Mahasiswa di universitas-universitas besar, termasuk Clemson University di South Carolina dan University of Alabama, mengatakan mereka menerima pesan tersebut. Departemen Kepolisian Clemson mengatakan dalam sebuah pernyataan bahwa mereka telah diberitahu tentang “pesan teks dan email bermotif rasial” dan mendorong siapa pun yang menerima pesan tersebut untuk melaporkannya.
Fisk University, sebuah universitas yang secara historis berkulit hitam di Nashville, Tennessee, mengeluarkan pernyataan yang menyebut pesan-pesan yang ditujukan kepada beberapa mahasiswa “sangat meresahkan.” Mereka mendesak siswa untuk tetap tenang dan meyakinkan siswa bahwa pesan teks tersebut bisa saja berasal dari bot atau aktor jahat dan “tidak memiliki maksud atau kredibilitas yang nyata.”
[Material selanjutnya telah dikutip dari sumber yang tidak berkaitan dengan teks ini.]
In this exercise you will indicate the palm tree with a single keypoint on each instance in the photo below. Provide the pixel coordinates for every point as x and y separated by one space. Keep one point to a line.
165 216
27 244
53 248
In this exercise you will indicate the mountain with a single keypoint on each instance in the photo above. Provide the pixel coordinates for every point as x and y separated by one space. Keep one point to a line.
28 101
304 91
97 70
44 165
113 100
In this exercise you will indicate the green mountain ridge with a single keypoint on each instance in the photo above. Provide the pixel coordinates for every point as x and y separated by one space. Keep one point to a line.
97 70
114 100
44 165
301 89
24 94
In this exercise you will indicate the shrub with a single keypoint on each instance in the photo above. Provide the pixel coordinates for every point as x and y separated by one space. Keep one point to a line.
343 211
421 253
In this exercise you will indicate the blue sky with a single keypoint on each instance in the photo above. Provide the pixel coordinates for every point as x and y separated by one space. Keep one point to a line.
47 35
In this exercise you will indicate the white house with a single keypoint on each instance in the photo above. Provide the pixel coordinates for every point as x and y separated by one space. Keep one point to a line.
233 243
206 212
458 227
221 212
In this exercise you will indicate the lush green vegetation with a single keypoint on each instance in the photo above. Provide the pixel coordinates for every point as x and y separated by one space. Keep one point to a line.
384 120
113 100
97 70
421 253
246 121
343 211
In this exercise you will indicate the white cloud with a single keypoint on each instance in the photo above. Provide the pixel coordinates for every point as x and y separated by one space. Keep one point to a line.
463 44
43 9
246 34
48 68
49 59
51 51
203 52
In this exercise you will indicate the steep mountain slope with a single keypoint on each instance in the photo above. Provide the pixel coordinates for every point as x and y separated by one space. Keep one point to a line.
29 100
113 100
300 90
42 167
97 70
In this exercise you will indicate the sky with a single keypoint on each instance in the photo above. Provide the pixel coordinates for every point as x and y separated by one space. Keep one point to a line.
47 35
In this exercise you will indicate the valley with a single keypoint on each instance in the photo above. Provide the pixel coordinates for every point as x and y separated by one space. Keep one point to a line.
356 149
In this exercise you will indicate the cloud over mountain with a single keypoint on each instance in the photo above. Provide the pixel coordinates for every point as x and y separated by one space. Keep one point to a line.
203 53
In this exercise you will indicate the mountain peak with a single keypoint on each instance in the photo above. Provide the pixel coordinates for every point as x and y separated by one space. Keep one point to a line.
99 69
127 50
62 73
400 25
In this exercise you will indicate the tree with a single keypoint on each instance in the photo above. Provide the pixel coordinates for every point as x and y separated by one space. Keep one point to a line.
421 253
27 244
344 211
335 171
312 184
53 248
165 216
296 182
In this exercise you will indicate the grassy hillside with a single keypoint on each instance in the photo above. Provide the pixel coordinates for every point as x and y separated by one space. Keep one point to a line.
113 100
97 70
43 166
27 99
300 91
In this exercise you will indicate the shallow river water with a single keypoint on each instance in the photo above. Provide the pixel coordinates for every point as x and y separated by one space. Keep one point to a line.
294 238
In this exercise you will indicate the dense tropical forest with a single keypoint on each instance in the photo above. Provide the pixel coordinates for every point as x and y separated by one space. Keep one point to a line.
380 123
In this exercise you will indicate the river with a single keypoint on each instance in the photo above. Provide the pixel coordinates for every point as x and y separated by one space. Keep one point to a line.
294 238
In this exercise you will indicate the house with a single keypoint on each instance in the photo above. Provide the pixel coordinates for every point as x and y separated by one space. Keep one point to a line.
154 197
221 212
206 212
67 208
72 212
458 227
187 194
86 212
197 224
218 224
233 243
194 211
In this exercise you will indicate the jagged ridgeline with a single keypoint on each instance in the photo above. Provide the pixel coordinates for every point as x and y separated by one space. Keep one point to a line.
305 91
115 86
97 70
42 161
“Penyedia layanan nirkabel sadar akan email spam yang mengancam ini dan secara aktif berupaya memblokirnya serta nomor asal email tersebut,” kata Nick Ludlum, wakil presiden senior di CTIA, grup perdagangan industri nirkabel.
David Brody, direktur Inisiatif Keadilan Digital Komite Pengacara untuk Hak Sipil, mengatakan mereka tidak yakin siapa dalang di balik pesan tersebut tetapi memperkirakan pesan tersebut telah dikirim ke lebih dari 10 negara bagian, termasuk sebagian besar wilayah Selatan, Oklahoma, dan bahkan Distrik Columbia. Kepolisian Metropolitan di wilayah tersebut mengatakan dalam sebuah pernyataan bahwa unit intelijennya sedang menyelidiki sumber pesan tersebut.
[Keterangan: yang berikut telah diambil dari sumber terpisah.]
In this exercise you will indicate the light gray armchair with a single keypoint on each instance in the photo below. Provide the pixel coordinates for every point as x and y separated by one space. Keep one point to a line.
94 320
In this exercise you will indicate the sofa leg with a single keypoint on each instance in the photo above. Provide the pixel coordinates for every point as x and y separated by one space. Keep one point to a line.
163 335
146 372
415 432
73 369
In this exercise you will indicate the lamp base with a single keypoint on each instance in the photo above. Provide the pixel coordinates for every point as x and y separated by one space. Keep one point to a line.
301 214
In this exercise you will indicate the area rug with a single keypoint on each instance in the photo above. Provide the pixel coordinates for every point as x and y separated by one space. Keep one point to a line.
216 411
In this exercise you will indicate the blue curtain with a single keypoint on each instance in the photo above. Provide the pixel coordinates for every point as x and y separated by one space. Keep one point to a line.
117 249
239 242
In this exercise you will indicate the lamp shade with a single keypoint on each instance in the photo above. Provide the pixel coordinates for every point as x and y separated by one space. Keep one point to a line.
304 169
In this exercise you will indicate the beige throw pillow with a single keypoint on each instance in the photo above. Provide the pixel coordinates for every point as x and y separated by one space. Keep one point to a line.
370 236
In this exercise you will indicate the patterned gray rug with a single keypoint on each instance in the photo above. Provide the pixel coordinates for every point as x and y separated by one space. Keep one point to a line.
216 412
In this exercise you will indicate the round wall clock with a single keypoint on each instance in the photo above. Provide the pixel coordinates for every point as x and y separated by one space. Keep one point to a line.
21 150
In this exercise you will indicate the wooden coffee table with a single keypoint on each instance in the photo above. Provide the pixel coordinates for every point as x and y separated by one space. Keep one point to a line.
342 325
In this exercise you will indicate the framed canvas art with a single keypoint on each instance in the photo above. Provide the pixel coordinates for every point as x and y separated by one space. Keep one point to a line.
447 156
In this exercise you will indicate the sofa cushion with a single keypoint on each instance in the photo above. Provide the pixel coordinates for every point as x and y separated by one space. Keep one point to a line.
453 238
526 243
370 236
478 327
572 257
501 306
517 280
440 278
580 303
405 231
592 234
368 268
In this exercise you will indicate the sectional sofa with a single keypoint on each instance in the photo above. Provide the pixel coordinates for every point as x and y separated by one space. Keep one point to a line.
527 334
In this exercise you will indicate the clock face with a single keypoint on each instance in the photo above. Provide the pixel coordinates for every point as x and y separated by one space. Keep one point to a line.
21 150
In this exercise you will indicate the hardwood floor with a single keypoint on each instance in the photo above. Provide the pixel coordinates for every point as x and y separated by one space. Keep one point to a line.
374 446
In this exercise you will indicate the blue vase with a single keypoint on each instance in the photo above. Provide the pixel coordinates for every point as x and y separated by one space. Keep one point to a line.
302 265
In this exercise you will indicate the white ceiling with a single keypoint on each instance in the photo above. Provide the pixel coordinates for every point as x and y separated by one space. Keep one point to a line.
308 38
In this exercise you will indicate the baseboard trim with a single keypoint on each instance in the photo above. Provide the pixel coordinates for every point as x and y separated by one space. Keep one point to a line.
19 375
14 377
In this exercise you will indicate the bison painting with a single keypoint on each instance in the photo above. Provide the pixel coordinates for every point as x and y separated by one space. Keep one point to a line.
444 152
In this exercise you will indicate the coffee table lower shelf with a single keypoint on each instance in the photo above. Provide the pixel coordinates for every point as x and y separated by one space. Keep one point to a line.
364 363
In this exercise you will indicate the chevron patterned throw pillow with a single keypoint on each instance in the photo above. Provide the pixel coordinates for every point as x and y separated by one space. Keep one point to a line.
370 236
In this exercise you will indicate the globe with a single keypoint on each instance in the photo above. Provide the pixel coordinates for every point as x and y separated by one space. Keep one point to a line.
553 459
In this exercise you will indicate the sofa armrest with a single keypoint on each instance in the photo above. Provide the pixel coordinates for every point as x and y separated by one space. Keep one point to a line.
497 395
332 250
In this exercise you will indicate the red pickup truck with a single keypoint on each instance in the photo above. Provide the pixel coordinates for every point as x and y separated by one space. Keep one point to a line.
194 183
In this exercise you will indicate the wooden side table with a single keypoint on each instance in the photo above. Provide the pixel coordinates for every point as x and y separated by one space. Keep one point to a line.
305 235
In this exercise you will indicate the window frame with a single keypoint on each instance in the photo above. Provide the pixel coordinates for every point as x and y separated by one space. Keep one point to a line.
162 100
Brody mengatakan banyak undang-undang hak-hak sipil yang dapat diterapkan pada insiden terkait kebencian. Para pemimpin dari beberapa kelompok hak-hak sipil lainnya mengutuk pesan-pesan tersebut, termasuk Margaret Huang, presiden dan CEO Southern Poverty Law Center, yang mengatakan: “Ujaran kebencian tidak mempunyai tempat di Selatan atau di negara kita.
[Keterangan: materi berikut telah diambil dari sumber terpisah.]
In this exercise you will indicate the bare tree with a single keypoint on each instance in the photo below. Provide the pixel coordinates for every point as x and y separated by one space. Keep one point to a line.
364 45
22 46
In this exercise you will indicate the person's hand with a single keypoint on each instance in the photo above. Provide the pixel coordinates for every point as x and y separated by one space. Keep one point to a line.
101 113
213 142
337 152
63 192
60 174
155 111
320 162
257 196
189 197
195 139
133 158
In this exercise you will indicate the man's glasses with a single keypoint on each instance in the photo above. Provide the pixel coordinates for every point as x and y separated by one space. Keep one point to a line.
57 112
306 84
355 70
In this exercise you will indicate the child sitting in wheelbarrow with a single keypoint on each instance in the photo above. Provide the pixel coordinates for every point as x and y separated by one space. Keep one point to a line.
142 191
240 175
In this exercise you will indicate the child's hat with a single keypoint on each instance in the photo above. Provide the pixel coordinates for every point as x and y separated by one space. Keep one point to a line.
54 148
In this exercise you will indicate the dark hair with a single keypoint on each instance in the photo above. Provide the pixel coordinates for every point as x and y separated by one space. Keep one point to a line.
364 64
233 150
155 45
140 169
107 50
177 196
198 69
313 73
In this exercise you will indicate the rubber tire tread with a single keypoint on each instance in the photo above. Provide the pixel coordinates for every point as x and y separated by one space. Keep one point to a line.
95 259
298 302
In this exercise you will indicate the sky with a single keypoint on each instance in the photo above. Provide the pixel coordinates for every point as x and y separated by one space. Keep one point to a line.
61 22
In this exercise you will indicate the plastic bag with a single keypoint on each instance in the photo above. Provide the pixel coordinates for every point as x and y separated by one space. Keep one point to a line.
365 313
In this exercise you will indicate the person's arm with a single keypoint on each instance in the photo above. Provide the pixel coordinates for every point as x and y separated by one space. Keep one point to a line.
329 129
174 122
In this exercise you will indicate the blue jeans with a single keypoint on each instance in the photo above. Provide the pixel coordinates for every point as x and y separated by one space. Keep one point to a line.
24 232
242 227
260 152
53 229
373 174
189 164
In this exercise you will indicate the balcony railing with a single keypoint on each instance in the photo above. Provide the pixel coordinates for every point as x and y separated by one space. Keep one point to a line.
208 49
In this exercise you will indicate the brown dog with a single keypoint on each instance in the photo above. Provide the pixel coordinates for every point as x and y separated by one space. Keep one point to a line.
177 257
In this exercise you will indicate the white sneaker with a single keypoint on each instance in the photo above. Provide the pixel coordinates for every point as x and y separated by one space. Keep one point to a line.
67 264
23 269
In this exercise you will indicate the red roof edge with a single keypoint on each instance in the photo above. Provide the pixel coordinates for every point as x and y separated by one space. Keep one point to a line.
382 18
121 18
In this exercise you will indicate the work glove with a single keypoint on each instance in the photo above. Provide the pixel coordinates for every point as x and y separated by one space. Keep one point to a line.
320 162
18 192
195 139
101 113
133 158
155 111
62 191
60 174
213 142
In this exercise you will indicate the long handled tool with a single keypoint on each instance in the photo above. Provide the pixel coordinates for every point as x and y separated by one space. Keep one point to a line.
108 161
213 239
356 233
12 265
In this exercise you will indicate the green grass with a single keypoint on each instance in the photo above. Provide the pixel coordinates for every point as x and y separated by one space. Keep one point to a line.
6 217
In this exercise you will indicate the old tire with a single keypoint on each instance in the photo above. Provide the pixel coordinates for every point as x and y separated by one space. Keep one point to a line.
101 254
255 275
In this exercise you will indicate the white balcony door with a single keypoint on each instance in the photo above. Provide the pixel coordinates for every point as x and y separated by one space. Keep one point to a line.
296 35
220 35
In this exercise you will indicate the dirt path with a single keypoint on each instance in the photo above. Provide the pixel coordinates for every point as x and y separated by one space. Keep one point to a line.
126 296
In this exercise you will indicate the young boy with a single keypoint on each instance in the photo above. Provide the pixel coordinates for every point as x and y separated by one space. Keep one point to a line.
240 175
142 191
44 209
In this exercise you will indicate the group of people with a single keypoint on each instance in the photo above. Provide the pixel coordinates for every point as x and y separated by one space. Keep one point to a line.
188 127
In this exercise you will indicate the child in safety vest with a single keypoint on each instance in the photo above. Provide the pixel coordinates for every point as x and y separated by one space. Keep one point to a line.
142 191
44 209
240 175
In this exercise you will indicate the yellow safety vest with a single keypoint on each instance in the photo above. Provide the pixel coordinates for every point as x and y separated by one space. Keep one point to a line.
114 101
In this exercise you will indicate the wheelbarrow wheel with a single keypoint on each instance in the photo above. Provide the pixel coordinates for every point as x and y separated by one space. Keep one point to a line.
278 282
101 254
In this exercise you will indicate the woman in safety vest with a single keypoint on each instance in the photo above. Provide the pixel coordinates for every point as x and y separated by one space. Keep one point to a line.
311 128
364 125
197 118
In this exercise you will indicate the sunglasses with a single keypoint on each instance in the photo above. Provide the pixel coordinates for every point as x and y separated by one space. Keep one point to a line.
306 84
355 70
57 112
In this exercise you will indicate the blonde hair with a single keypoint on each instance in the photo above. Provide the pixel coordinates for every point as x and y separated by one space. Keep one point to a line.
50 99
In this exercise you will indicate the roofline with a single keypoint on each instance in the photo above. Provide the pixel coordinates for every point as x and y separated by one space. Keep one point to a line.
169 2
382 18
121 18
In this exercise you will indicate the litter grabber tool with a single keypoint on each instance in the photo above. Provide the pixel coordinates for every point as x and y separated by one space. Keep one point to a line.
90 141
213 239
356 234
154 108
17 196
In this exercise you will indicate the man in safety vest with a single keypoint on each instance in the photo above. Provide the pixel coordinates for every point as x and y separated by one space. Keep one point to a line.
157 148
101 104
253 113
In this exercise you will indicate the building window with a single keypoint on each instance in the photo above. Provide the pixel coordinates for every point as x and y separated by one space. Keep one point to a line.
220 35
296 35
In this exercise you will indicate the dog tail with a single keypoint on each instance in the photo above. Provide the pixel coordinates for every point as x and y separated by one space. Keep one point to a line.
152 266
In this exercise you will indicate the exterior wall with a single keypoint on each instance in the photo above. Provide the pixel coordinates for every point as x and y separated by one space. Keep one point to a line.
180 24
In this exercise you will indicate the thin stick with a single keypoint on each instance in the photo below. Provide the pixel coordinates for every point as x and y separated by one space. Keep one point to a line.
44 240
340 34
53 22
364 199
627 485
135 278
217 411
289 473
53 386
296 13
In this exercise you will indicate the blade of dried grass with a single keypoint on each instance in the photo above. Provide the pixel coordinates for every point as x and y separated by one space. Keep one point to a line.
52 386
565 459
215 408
“Ancaman ini – dan rujukan terhadap perbudakan pada tahun 2024 – tidak hanya sangat meresahkan, namun juga melanggengkan warisan jahat yang sudah ada sejak sebelum era Jim Crow dan kini berupaya mencegah warga kulit hitam Amerika menikmati upaya serupa dalam hidup. Kebebasan, kebebasan dan kebahagiaan,” kata Presiden dan CEO NAACP Derrick Johnson. “Perilaku ini tidak normal. Kami menolak untuk menormalisasikannya.